Как-то Карышев срубил под корень Ланцова, впавшего в рассуждения насчет рода людского: «Всем ты девицам по серьгам отвесил: и ученым, и интеллигентам, и рабочим в особенности, потому как сам из рабочих, главнее всех сам себе кажешься. А всех главнее на земле — крестьянин-хлебороб. У него есть все: земля! У него и будни, и праздники — в ней. Отбирать ему ни у кого ничего не надобно. А вот у крестьянина отвеку норовят отнять хлеб. Германец, к слову, отчего воюет и воюет? Да оттого, что крестьянствовать разучился и одичал без земляной работы. Рабочий класс у него машины делает и порох. А машины и порох жрать не будешь, вот он и лезет всюду, зорит крестьянство, землю топчет и жгет, потому как не знает цену ей. Его бьют, а он лезет. Его бьют, а он лезет!»

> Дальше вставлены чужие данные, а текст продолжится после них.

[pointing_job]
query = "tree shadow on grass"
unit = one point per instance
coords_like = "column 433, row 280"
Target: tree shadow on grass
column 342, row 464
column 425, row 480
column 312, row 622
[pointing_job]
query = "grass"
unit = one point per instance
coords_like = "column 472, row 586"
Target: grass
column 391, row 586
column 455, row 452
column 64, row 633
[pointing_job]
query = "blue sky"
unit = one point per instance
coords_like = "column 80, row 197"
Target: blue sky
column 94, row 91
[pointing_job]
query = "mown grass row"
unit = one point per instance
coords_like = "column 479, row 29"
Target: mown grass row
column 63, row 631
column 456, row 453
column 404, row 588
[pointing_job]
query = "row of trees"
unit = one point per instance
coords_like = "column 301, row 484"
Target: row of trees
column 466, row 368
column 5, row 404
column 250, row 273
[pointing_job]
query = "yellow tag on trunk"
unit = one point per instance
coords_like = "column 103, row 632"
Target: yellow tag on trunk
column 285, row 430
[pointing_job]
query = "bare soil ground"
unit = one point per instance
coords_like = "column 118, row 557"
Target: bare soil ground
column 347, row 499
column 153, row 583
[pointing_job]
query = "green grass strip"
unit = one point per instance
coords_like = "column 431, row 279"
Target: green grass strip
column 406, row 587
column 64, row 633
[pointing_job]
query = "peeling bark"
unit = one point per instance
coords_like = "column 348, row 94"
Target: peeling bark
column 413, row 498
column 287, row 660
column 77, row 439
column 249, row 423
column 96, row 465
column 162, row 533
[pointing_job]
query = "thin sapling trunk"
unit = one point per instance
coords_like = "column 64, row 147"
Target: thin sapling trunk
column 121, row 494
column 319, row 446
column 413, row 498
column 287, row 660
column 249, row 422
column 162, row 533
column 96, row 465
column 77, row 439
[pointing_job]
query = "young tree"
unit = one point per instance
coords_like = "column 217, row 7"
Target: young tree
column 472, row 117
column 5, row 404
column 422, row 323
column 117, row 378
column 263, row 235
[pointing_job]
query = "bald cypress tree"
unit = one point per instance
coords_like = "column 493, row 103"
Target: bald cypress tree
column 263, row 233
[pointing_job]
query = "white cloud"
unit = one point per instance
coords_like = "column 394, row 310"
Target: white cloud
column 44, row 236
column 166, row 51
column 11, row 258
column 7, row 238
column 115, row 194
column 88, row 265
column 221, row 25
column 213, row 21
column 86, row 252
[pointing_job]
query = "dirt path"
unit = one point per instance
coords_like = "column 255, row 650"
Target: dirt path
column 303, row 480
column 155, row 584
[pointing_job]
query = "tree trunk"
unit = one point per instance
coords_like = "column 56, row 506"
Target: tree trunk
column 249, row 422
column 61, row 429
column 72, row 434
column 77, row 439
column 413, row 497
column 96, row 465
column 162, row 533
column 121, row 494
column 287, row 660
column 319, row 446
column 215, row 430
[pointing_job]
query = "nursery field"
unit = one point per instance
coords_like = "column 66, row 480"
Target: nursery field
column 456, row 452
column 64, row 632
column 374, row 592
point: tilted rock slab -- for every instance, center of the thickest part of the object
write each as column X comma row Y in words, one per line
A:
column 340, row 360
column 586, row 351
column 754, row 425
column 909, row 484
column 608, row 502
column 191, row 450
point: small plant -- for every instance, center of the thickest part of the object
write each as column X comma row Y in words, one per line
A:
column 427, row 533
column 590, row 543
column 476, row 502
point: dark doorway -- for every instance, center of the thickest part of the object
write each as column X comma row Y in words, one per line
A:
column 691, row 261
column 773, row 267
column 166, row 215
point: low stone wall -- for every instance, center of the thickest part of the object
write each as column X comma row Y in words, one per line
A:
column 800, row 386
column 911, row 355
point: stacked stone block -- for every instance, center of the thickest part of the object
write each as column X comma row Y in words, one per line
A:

Карышев сидел нынче за столом широко, ел опрятно и с хитроватой мудрецом поглядывал на Корнея Аркадьевича. Гимнастерку алтаец расстегнул, пояс отвязал, был широк и домовит. Картошку он чистил брюшками пальцев, раздевши ее, незаметно подсовывал Люсе и Шкалику. Совсем уж пьяный был Шкалик, шатался на скамейке, ничего не ел. Нес капусту в рот, да не донес, всю на гимнастерку развесил. Карышев тряхнул на нем гимнастерку, ленточки капусты сбросил на пол. Шкалик тупо следил за его действиями и вдруг ни с того ни с сего ляпнул:
— А я из Чердынского району!..
— Ложился бы ты спать, из Чердынского району — заворчал отечески Карышев и показал Шкалику на солому.
— Не верите? — Шкалик жалко, по-ребячьи лупил глаза. Да и был он еще парнишкой — прибавил себе два года, чтобы поступить в ремесленное училище и получать бесплатное питание, а его цап-царап в армию, и загремел Шкалик на фронт, в пехоту.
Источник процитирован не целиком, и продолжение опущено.